PayAI Network is creating a global, always-on market for AI agents to hire and work for each other, using open source tools like libp2p, IPFS, ElizaOS, and Solana. Recently, two ElizaOS agents autonomously negotiated, signed, delivered, and paid for a contract—the first time in history.
With x402 integration, AI agents can now charge per service, making true commercialization possible.
Daydreams is a composable AI framework for on-chain task execution, enabling micropayments for AI services.
KITE AI is building the foundation for the agent internet—a system where autonomous agents can independently authenticate, transact, and operate in real environments.
In September, KITE raised $18 million in Series A funding, led by General Catalyst and PayPal Ventures. Their AIR (Agent Identity Resolution) system provides verifiable IDs and programmable payments for AI agents.
Questflow is an orchestration layer for the multi-agent AI economy, coordinating global AI agents to autonomously execute tasks and earn on-chain rewards. With CDP wallet with x402 support, Questflow has processed over 130,000 microtransactions and integrated 30+ third-party agents. They partner with Circle, using USDC for settlement.
peaq now supports the x402 protocol, enabling builders to leverage x402 for machine-to-machine (M2M) and agent-to-agent (A2A) payments. As a Layer-1 blockchain for DePIN (Decentralized Physical Infrastructure Networks), peaq connects over 850,000 machines, robots, and devices—and is a fixture in the “Robots x Crypto” narrative.
Several other projects haven’t launched tokens yet but are worth watching. Firecrawl, for example, offers a web data scraping API and plans to use x402 for pay-per-use. Pinata, the largest IPFS provider, will enable x402 payments for storage. If these projects launch tokens, they could quickly become prominent x402 developments.
For a more complete list of potentially relevant projects, click here to see a full roundup by @ eli5_defi.
Overall, if you want to invest in this trend, the participant list reveals three clear investment themes:
First, infrastructure beneficiaries, with Coinbase at the forefront.
Second, the AI agent ecosystem, especially projects already integrating x402.

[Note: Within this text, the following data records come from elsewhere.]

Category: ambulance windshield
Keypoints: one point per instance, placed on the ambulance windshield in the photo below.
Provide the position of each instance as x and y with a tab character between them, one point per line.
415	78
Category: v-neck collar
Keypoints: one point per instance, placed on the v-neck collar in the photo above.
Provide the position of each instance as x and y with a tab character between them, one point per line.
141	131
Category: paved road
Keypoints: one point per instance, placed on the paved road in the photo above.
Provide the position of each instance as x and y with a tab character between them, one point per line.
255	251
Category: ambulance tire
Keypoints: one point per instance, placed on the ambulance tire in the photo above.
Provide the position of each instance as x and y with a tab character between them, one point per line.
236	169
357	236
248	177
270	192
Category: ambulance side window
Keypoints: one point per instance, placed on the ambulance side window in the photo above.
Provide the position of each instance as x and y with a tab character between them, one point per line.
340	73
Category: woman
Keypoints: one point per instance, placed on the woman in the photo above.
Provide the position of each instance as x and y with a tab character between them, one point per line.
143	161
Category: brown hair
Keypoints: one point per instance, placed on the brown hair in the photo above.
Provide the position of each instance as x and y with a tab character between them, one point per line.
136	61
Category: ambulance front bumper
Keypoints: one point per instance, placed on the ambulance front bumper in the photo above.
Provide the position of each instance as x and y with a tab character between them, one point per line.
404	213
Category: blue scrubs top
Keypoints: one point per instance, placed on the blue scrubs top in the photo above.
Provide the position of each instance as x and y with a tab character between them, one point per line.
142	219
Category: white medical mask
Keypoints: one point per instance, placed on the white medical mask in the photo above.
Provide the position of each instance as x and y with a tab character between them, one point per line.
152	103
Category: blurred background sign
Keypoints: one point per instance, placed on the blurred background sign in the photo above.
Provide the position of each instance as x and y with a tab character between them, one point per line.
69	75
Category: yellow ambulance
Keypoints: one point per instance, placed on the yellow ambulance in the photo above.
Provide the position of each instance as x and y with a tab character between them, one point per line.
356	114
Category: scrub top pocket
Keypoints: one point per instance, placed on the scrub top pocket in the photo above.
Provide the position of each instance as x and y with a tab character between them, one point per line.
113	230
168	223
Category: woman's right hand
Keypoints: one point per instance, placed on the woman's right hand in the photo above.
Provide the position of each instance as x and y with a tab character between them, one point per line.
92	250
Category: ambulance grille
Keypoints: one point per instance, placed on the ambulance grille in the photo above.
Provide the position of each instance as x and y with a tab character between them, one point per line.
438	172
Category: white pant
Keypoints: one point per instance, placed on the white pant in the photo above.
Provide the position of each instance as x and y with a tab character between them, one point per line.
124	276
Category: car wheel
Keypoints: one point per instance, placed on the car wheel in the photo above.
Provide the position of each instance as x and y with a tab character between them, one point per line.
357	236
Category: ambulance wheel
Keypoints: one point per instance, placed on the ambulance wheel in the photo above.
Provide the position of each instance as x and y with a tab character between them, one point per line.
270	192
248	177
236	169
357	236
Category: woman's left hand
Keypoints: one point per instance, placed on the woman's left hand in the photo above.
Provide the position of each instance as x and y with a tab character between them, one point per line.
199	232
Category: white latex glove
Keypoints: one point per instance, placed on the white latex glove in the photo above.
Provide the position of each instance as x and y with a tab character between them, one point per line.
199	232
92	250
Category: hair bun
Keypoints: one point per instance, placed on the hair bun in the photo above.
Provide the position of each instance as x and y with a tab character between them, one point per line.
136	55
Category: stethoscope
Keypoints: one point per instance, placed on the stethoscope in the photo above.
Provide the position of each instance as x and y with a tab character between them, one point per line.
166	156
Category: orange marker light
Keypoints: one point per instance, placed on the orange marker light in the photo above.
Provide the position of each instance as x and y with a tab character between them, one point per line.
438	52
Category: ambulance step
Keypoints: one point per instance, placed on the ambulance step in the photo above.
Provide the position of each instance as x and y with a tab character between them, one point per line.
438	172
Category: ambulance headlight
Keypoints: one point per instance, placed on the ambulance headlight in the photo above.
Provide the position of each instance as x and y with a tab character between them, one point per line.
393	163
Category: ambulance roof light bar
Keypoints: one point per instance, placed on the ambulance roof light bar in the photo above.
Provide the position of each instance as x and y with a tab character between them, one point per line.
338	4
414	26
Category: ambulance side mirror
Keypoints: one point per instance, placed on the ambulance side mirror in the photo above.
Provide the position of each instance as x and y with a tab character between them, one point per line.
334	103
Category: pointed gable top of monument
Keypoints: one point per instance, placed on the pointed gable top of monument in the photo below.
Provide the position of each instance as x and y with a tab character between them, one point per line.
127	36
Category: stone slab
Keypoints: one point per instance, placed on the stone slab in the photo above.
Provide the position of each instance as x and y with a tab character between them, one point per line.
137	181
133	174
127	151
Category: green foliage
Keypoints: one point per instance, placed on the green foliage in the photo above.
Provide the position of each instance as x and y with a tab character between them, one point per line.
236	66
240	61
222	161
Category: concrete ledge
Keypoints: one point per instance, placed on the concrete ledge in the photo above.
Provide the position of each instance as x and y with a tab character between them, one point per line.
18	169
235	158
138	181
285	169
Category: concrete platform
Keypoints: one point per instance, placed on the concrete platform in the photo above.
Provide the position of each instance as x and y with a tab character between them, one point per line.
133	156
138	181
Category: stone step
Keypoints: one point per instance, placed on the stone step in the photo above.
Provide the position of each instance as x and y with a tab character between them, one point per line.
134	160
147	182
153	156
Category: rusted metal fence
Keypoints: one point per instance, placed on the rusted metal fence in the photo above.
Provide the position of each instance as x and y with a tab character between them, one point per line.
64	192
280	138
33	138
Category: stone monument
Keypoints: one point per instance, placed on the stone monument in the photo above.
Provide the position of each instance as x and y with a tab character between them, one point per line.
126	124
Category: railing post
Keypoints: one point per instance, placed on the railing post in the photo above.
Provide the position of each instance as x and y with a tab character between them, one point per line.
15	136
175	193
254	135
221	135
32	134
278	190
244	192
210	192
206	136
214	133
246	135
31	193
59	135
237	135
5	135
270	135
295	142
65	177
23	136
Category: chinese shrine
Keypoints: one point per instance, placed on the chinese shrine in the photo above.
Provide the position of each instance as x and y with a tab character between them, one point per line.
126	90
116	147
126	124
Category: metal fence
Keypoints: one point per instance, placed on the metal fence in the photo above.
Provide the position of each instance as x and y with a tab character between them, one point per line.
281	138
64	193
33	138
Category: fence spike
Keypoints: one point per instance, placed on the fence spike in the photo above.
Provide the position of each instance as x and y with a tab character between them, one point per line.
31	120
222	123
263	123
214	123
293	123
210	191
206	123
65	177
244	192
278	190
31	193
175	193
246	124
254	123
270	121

Third, the Base ecosystem, which is becoming the primary battleground for x402.
Finally, investors should remember: x402 isn’t the only solution.
The Lightning Network’s L402 protocol also aims to activate HTTP 402, but with Bitcoin, not stablecoins. Google’s AP2 protocol, though compatible with x402, is developing its own payments standard.
If the tech giants launch their own protocols, x402 could face fierce competition.
Still, x402 has two key advantages: first-mover status and network effects. The Coinbase–Cloudflare–Visa alliance, plus dozens of early AI adopters, is already building momentum.
For investors, x402 offers a clear narrative: payments infrastructure for the AI era.
Whether you invest in infrastructure (Coinbase, Base) or the application layer (AI agent projects), the core logic is the same: investing in the potential of a new AI-driven economy.
If you believe AI agents are the future, they’ll need seamless payments—and x402 may be the best crypto solution available today.